PLoS One. 2015 Apr 8;10(4):e0119984. doi: 10.1371/journal.pone.0119984. eCollection 2015.
A possible mechanistic pathway related to an enzyme-catalyzed [4+2] cycloaddition reaction was studied by theoretical calculations at density functional (B3LYP, O3LYP, M062X) and semiempirical levels (PM6-DH2, PM6) performed on a model system. The calculations were carried out for the key [4+2] cycloaddition step considering enzyme-catalyzed biosynthesis of Spinosyn A in a model reaction, where a reliable example of a biological Diels-Alder reaction was reported experimentally. In the present study it was demonstrated that the [4+2] cycloaddition reaction may benefit from moving along the energetically balanced reaction coordinate, which enabled the catalytic rate enhancement of the [4+2] cycloaddition pathway involving a single transition state. Modeling of such a system with coordination of three amino acids indicated a reliable decrease of activation energy by ~18.0 kcal/mol as compared to a non-catalytic transformation.

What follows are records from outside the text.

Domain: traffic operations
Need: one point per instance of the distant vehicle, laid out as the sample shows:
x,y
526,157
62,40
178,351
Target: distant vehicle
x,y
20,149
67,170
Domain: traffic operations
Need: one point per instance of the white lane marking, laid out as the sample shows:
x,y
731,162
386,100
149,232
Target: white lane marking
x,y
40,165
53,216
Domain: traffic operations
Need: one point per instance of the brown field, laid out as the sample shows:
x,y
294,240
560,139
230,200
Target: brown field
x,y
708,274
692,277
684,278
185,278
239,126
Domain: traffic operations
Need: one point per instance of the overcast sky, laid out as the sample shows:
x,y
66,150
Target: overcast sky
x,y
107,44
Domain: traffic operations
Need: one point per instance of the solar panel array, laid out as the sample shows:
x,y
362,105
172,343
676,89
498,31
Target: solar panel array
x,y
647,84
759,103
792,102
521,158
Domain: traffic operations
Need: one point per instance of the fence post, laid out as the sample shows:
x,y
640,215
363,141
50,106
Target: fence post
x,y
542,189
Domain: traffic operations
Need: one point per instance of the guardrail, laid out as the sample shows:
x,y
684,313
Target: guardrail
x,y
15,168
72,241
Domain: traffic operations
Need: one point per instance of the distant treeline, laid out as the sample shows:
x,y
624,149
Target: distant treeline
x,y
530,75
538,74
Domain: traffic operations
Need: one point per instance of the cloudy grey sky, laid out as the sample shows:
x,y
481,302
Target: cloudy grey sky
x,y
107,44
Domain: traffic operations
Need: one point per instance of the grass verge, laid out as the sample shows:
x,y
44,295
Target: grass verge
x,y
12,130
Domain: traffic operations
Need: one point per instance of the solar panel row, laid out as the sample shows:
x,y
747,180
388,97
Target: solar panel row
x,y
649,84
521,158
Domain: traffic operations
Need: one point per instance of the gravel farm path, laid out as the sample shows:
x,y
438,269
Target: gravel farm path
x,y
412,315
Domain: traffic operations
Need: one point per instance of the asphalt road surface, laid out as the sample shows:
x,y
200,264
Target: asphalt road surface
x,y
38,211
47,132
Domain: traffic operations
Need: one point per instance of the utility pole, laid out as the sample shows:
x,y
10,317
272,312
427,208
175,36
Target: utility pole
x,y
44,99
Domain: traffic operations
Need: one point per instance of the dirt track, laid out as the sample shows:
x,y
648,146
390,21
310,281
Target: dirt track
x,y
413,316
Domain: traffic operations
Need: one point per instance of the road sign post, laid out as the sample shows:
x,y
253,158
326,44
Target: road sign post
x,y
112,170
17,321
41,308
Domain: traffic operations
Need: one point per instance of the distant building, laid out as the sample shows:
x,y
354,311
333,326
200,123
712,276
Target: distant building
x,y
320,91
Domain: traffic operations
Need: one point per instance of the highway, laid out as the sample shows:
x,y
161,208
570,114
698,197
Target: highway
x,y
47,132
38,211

通过在密度泛函(B3LYP、O3LYP、M062X)和半经验水平(PM6-DH2、PM6)上对一个模型系统进行理论计算,研究了与酶催化的[4+2]环加成反应相关的一种可能的机理途径。在一个模型反应中考虑多杀菌素A的酶催化生物合成,对关键的[4+2]环加成步骤进行了计算,实验报道了该反应是生物狄尔斯-阿尔德反应的一个可靠实例。在本研究中表明,[4+2]环加成反应可能受益于沿着能量平衡的反应坐标进行,这使得涉及单一过渡态的[4+2]环加成途径的催化速率得以提高。对这样一个由三个氨基酸配位的系统进行建模表明,与非催化转化相比,活化能可靠地降低了约18.0千卡/摩尔。